The "jitter" method (earlier post) can also be used for ultra-high-resolution photography. People want higher-resolution cameras, but the output resolution of a camera is usually limited by the number of pixels in its sensor. Some digital cameras have a "digital zoom" function, but this is a bit of a cheat: it simply invents extra pixels between the real pixels by smudging the adjacent colour values together. Conventional digital zoom doesn't actually give you any additional information or detail, it just resizes a section of the original image to fill the required size.
A second problem with cameras is camera shake. If you're holding the camera in your hand, then a tiny movement of the camera can result in the image being panned across the sensor while the CCD imaging chip is doing its thing, giving a blurred photograph. The smaller the pixel elements, and the greater the optical zoom, the worse this gets. We can try clamping the camera and taking a shorter-exposure image (so that the camera doesn't have as much time to move), but shorter exposures lead to more random "noise" per pixel, due to the reduced sampling time.
But with enough processing power, we can use jitter techniques to solve both problems:
In our earlier "audio" example, we deliberately added high-frequency noise to an audio signal to shift the sampling threshold up and down with respect to the signal, and we took multiple samples and overlaid them to achieve sub-sample resolution.

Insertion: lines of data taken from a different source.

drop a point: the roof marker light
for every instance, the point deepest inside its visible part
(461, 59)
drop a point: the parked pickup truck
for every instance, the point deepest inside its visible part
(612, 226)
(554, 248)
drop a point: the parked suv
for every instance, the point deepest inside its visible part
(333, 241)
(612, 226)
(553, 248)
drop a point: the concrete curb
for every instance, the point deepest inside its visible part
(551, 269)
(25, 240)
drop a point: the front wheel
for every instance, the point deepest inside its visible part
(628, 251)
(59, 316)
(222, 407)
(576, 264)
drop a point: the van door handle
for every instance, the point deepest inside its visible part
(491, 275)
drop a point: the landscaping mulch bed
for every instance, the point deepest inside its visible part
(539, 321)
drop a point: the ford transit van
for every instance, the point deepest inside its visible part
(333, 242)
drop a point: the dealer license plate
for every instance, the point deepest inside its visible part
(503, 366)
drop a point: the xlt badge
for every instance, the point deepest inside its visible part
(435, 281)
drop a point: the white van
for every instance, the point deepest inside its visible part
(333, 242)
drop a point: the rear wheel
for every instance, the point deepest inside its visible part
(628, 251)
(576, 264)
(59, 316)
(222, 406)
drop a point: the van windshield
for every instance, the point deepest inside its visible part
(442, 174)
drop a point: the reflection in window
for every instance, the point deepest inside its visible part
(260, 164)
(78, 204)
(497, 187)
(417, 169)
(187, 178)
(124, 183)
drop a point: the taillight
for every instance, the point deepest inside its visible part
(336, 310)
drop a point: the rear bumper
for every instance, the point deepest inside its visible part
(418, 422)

With digital photography we can use "positional" noise: we vary the alignment of the camera sensor to the background image, take multiple samples, and overlay those (aligned to subpixel accuracy), to generate images that have higher resolution than the camera sensor. In some ways, this is a little like the Nipkow disc approach used in early television systems, that often used a swept array of less than a hundred sensor elements provide a passable image ... in this case, we're not sweeping a line strip of sensors at right angles, but an entire grid of pixel elements, and using their random(-ish) offsets to extract real intermediate detail.
Instead of camera shake being a problem, it becomes Our Friend! The individual images will be noisier, but when you recombine a secondsworth of images, the end result should have noise levels comparable to a single one-second exposure – and since you might not normally try to take a one-second exposure (because of camera stability issues), static scenes might sometimes end up with reduced noise as well as enhanced resolution.

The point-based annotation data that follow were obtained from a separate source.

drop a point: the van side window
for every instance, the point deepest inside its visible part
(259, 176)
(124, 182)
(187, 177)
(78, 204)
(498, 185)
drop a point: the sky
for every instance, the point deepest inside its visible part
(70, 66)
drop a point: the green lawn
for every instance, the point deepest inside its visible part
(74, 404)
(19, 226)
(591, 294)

So, if we have a programmable camera, in theory it's possible to design an "ultra-resolution" mode that fires off a series of short-exposure images while we hold the camera, and then makes us wait while its processor laboriously works out the best way to fit all the shots together ... or saves the individual shots to their own directory, to be assembled later by a piece of desktop software.
If we were able to design the camera from scratch, we'd probably also want to include a gadget to deliberately nudge the CCD sensor diagonally while the component shots were being taken. If the software's smart enough, the nudging doesn't have to be particularly accurate, it just has to give the sensor a decent spread of deliberate misalignments. A cheap little piezo device might be good enough.
The problem with this approach is getting hold of the software: In theory, you can try aligning images by hand, but in practice ... it doesn't really seem sensible.
People are already writing algorithms for this sort of stuff – it's what allows the Hubble space telescope to take those absurdly high-resolution images of distant galaxies, and presumably the military guys also use the technique to get extreme resolution enhancements from spy satellite hardware. For analysing and aligning photos with "free-form" offsets, the necessary techniques already seem to be included in the Autostitch panoramic software, which even includes the ability to distort images to make them fit together better – it wouldn't seem to take a lot to turn Autostitch into an ultra-resolution compositor.
Amateur astronomers are now enthusiastically using the technique, and sharing resources (try using "drizzle" as a Google search keyword).
Suppose that you want to take an ultra-high resolution photograph of the full Moon – you train your camera-equipped telescope at the Moon, lock it down, and set it to keep taking ten pictures per second for an hour while the Moon gradually arcs across the sky and it's corresponding image crawls across your image-sensor ... and then feed the resulting thirty-thousand-odd images into a sub-pixel alignment program, to chew over for a few weeks and pull out the underlying detail. As long as the matching algorithm knows that it's supposed to be lining up the part of the images that contain the big round yellow thing rather than the clouds or the treetops, there wouldn't seem to be any real limit to the achievable resolution. Okay, so you have different atmospheric distortions when the Moon is in different parts of the sky, and when the air temperature drifts, but with a sufficiently-smart autostitch-type warping, even that shouldn't be a problem. If you didn't have a "rewarping" feature, you'd probably just have to decide which part of the moon you wanted the software to use as a master-key when lining up the images.
Techniques like this go beyond conventional photography and enter the territory of hyperphotography – we're capturing additional information that goes beyond our camera's conventional ability to take images, and doing things that, at first sight, would seem to be physically impossible with the available hardware. A bit of knowledge of quantum mechanics principles is useful here: we're not actually breaking any laws of physics, but we're shunting information between different domains to obtain results that sometimes seem impossible.
There's a whole family of hyperphotographic techniques: I'll try to run through a few others in a future post.